Interoceanic Corridor: 226 Acts of Aggression Registered Against Land Defenders in the Last Three Years

Cover image: Indigenous communities have organized protests against the imposition of the Interoceanic Corridor in the Isthmus of Tehuantepec between Oaxaca and Veracruz.

Land and environmental defenders of the Isthmus of Tehuantepec have suffered at least 226 acts of aggression in the last three years related to the Interoceanic Corridor, a megaproject being pushed by the Andrés Manuel López Obrador administration in the states of Oaxaca and Veracruz. The investigation was carried out by 23 social and human rights organizations gathered in a civil observation mission.
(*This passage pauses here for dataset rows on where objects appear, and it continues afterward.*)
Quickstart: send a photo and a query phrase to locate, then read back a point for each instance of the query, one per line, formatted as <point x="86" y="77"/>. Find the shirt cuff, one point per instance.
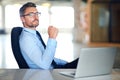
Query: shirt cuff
<point x="52" y="42"/>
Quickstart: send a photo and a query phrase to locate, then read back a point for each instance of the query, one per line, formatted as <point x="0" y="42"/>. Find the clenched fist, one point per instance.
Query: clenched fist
<point x="52" y="32"/>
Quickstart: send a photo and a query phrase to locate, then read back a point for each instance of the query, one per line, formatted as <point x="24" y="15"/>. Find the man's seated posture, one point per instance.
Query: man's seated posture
<point x="36" y="53"/>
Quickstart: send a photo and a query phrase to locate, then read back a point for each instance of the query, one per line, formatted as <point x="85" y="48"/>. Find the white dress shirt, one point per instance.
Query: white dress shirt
<point x="34" y="53"/>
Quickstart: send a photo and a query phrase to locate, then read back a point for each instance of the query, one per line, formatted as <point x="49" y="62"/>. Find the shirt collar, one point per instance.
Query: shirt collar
<point x="30" y="30"/>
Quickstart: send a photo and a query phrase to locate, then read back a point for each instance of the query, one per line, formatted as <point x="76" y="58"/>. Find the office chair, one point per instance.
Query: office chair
<point x="15" y="33"/>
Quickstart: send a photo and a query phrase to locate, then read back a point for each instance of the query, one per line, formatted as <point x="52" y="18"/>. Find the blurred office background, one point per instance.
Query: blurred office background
<point x="81" y="23"/>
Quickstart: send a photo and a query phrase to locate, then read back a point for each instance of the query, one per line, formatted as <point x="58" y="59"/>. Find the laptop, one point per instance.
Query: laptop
<point x="94" y="62"/>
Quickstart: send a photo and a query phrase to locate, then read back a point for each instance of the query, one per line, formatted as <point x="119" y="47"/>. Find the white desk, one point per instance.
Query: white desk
<point x="36" y="74"/>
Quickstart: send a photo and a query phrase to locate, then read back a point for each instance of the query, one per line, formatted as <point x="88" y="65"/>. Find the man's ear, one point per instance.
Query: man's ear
<point x="22" y="19"/>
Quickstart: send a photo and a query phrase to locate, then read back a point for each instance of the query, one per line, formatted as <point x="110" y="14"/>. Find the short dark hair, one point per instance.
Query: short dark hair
<point x="23" y="8"/>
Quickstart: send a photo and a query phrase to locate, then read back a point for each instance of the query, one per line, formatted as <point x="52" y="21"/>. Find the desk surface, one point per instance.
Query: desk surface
<point x="37" y="74"/>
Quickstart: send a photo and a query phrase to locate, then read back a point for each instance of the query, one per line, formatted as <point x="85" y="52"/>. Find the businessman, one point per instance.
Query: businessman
<point x="37" y="54"/>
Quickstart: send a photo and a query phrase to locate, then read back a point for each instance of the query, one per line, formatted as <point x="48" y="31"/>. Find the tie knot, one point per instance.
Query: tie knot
<point x="41" y="39"/>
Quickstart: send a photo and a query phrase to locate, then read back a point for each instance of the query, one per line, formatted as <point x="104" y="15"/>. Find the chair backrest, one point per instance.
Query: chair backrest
<point x="15" y="33"/>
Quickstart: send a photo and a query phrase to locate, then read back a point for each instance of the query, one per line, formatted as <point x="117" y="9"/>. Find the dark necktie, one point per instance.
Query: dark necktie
<point x="53" y="62"/>
<point x="41" y="39"/>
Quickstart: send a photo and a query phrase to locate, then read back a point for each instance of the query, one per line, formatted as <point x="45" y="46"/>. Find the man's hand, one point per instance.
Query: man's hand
<point x="52" y="32"/>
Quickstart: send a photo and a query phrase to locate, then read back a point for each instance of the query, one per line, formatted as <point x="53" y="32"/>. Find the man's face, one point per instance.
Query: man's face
<point x="30" y="18"/>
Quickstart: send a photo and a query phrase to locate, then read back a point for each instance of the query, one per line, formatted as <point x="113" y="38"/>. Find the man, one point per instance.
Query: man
<point x="35" y="52"/>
Within the period of investigation, between May 2021 and May 2024, the civil mission registered 72 attacks in total, in which 226 acts of aggression were committed. Among them, they documented intimidation, harassment, threats, physical aggression, criminalization, property damage, defamation, arbitrary detention, stigmatization, forced displacement, homicide, forced dispossession, undue use of force, raids, theft, and disappearance.
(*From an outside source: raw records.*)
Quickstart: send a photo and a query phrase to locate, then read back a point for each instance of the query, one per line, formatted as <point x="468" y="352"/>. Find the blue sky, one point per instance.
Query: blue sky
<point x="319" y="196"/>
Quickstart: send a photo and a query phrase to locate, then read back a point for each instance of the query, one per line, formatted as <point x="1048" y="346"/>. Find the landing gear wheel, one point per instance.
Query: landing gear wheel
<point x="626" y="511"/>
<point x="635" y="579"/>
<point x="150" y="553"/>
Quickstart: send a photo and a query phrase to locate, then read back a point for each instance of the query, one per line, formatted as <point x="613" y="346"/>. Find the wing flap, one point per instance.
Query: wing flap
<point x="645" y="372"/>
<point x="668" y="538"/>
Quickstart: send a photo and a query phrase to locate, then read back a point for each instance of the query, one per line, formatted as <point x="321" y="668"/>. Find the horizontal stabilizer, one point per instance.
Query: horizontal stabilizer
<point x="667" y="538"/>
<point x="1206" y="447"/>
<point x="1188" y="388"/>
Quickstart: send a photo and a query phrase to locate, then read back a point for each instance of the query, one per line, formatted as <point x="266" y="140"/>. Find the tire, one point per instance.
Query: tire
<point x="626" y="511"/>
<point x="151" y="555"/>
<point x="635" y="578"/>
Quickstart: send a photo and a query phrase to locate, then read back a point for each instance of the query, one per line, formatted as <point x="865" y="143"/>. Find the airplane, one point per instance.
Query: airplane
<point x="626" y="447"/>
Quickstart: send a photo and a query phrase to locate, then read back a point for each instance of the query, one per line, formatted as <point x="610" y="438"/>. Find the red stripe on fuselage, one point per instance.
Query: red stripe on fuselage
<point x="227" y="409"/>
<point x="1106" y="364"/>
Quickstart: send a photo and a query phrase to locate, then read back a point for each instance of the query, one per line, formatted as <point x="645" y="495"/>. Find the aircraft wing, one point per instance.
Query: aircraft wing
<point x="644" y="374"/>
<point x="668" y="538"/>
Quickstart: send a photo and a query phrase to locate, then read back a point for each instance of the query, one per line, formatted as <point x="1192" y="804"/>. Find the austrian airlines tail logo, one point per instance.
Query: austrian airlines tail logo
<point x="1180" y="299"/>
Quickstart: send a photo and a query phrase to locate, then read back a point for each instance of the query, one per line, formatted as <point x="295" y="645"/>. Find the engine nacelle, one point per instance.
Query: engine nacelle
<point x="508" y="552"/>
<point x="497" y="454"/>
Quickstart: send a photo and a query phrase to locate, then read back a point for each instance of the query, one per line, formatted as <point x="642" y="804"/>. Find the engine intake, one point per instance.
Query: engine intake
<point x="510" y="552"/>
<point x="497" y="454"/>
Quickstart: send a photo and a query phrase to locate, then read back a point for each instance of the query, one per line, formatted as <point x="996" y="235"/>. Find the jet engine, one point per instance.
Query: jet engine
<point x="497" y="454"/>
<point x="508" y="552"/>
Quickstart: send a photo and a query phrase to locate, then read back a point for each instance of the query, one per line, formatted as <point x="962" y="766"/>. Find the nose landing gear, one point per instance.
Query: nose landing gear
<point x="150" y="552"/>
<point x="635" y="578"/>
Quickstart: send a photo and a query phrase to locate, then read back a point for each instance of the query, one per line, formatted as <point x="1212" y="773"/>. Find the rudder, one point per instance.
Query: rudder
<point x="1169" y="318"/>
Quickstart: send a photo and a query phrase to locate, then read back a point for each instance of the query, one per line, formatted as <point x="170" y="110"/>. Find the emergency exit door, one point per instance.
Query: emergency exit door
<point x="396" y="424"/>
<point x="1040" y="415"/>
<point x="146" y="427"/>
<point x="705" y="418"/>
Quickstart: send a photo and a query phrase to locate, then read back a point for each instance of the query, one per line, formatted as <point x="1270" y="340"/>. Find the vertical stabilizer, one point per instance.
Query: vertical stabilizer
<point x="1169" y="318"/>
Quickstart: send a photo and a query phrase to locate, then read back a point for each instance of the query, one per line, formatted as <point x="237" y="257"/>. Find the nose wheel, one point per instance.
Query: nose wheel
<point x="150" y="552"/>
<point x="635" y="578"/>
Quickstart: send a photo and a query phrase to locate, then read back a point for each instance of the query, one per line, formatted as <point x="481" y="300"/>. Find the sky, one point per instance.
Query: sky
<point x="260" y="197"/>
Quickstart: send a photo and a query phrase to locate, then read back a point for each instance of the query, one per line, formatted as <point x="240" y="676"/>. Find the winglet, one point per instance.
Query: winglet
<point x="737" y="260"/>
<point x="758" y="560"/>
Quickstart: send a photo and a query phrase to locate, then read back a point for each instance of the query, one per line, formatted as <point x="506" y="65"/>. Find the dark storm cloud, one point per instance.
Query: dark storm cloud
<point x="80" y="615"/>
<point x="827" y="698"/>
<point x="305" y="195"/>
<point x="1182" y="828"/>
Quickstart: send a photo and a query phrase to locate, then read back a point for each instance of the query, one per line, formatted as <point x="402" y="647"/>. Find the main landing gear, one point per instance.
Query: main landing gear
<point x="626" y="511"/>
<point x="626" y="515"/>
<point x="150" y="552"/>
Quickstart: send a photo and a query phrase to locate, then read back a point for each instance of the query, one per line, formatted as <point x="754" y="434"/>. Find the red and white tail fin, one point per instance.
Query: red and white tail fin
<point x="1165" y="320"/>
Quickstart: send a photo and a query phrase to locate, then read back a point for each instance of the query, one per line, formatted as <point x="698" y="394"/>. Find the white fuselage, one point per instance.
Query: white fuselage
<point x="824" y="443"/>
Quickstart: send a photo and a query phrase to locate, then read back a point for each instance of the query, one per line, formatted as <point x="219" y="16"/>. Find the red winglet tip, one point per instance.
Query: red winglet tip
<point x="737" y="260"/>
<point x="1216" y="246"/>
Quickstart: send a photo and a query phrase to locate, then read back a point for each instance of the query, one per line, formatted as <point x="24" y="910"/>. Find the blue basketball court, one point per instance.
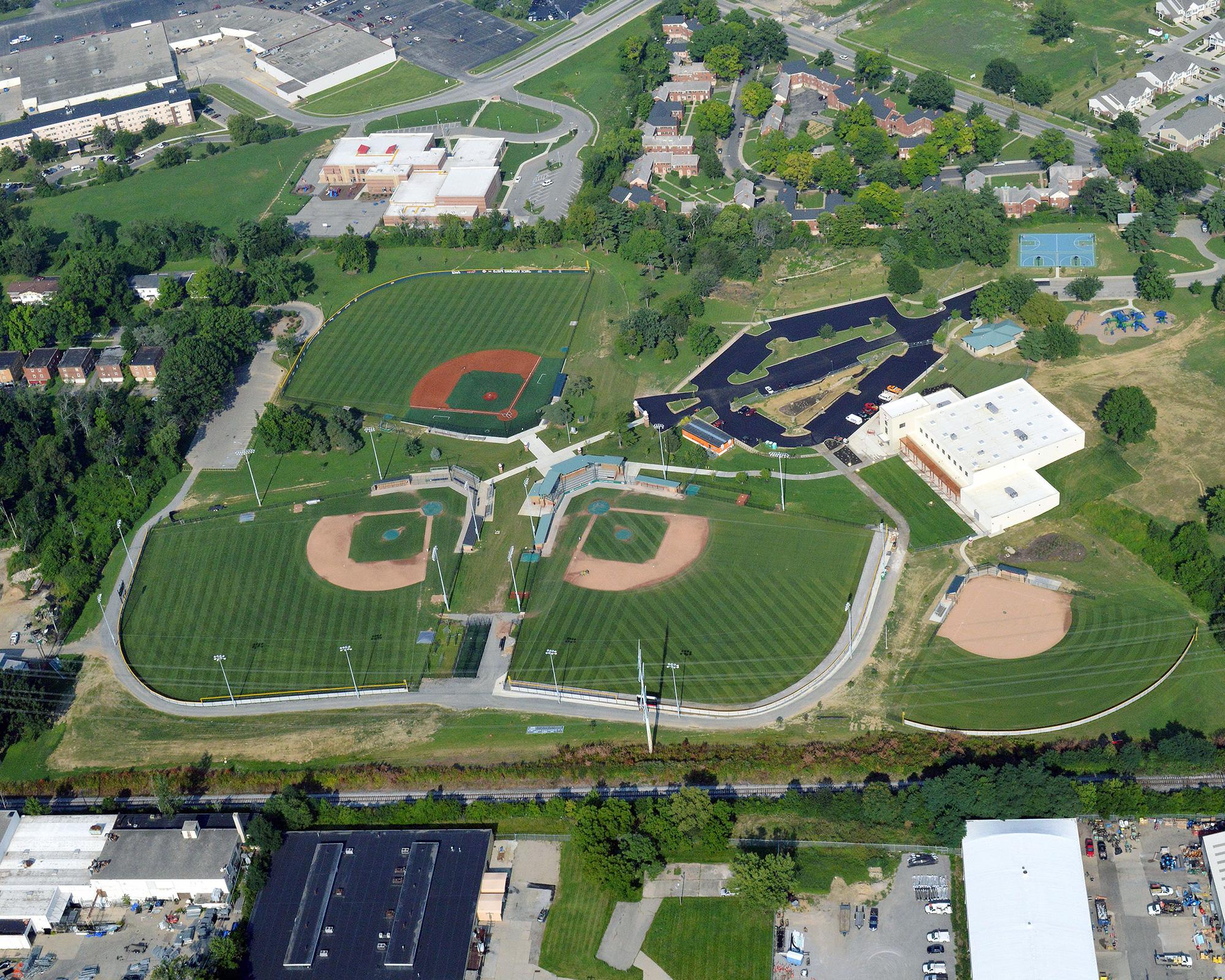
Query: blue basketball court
<point x="1050" y="251"/>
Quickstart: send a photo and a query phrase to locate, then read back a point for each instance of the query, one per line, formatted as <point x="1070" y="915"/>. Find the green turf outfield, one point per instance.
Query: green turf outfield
<point x="932" y="520"/>
<point x="406" y="537"/>
<point x="373" y="353"/>
<point x="756" y="612"/>
<point x="625" y="537"/>
<point x="472" y="388"/>
<point x="247" y="591"/>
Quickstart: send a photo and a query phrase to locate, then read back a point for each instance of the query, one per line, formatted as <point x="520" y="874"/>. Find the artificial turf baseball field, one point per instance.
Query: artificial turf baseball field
<point x="247" y="591"/>
<point x="758" y="611"/>
<point x="372" y="355"/>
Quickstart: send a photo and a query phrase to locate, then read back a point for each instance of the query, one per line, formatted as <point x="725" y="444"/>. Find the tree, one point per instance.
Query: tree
<point x="905" y="279"/>
<point x="1001" y="75"/>
<point x="1032" y="90"/>
<point x="1053" y="146"/>
<point x="1053" y="21"/>
<point x="933" y="90"/>
<point x="1085" y="287"/>
<point x="1152" y="282"/>
<point x="763" y="881"/>
<point x="725" y="62"/>
<point x="756" y="100"/>
<point x="1126" y="415"/>
<point x="873" y="68"/>
<point x="714" y="117"/>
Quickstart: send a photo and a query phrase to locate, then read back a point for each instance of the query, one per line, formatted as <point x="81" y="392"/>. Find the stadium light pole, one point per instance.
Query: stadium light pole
<point x="782" y="493"/>
<point x="673" y="667"/>
<point x="553" y="663"/>
<point x="346" y="650"/>
<point x="442" y="580"/>
<point x="221" y="662"/>
<point x="510" y="560"/>
<point x="247" y="455"/>
<point x="105" y="620"/>
<point x="371" y="429"/>
<point x="119" y="524"/>
<point x="660" y="428"/>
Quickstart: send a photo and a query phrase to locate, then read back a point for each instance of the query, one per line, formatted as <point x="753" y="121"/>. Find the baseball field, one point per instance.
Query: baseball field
<point x="280" y="595"/>
<point x="473" y="352"/>
<point x="745" y="602"/>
“There is criminalization, the threat of being incarcerated, of perhaps being disappeared or assassinated. That always has been present for us…waiting to see what happens, to see what they are going to do to us,” explains an Indigenous Binnizá land defender from San Blas Atempa, Oaxaca.

The victims are in the majority members of Indigenous groups and communities. The organizations registered 66 of the 72 attacks documented were carried out against Indigenous Mixe (Ayuuk) and Zapotec (Binnizá) peoples.

Carlos Beas, member of the Union of Indigenous Communities of the Northern Zone of the Isthmus (UCIZONI), an organization that is part of the civil mission, sustained in a press conference on Thursday, June 27, that there was an increase in acts of aggression in the last year and a half.

For him, there were two elements that coincide with this increase. “On the one hand, there is the transfer of command of the Interoceanic Corridor from civil control (until September 2023 run by Rafael Marín Mollinedo) to the (Secretariat of the) Navy,” he sustains.

According to Beas, the change in command has caused a series of problems. An example he cites is that for “many communities that allowed the works of the corridor in exchange for some development or housing program, the government, and in particular the Secretariat of the Navy (SEMAR), has not wanted to recognize those agreements.”

On the other hand, together with the arrival of the Navy as the entity responsible for the development project, in December 2022, Salomón Jara (of the MORENA party) took power as governor of the state of Oaxaca. “The highest number of aggressions began in January 2023, acquiring more intensity mainly from January 2024 onward,” he maintains.

Luz Coral Hernández, member of Territorios Diversos para la Vida, another one of the organizations that is part of the civil mission, explained during the press conference that the data presented by the organizations is in reality a reference to the magnitude of violence that communities and peoples who defend their land in the region are facing. "It is only the basic minimum of the true number of acts of aggression that are being carried out against peoples and communities,” they say.

State Agents

Those responsible for carrying out the human rights violations are in their majority agents of the state, who participated in 66% of the acts of aggression. Private agents follow at 30%. And 4% are not identified. “In 26 of the 72 attacks there was participation from one or multiple elements of military-tinged public security forces,” says Coral Hernández.

Social organizations count 226 acts of aggression against land defenders in the context of the imposition of the Interoceanic Corridor.

The organizations highlight acts of aggression carried out by government agencies responsible for the protection of agrarian communities, as is the case of the National Agrarian Registry and the Environmental Attorney.

Furthermore, acts of aggression by authorities in charge of investigation and administration of justice both at the federal as well as the local level—federal and state attorney general’s offices, along with federal and state judicial power.  

Justice

Today there are 12 open investigations, at both the federal and state levels, related to 55 land defenders. Furthermore, they have registered 20 arrests of land defenders, with 19 of them being freed.

“We are highly concerned about the use of the justice system to prevent the labor of human rights defenders. This is a tendency that is maintained in a recurrent and systematic manner,” alerts Nataniel Hernández, of the RED TDT.

You might be interested in – In Defense of the Isthmus: The Persistent Struggle Against the Interoceanic Corridor

Women and Children

In at least 28 of the attacks documented, the impacts of the violence also affected children, wives, mothers, and fathers of land defenders who were victims at the specific moment of the event.

Gender-based violence against Mixe women land defenders was also identified. “Through physical aggression and intimidation, when they were attacked by elements of SEMAR, or their labor as land defenders was questioned due to stereotypes of gender roles, regarding care and domestic work,” says the report of the organizations.

What is being experienced in the Isthmus of Tehuantepec, assured the organizations, is an accelerated and imposed process, with a climate of intimidation and generalized military securitization, with the dispossession of lands and territories, with the imposition of forms of life, as well as the plunder of natural resources: “All of that has meant an unacceptable reality for communities and organizations of the Isthmus.”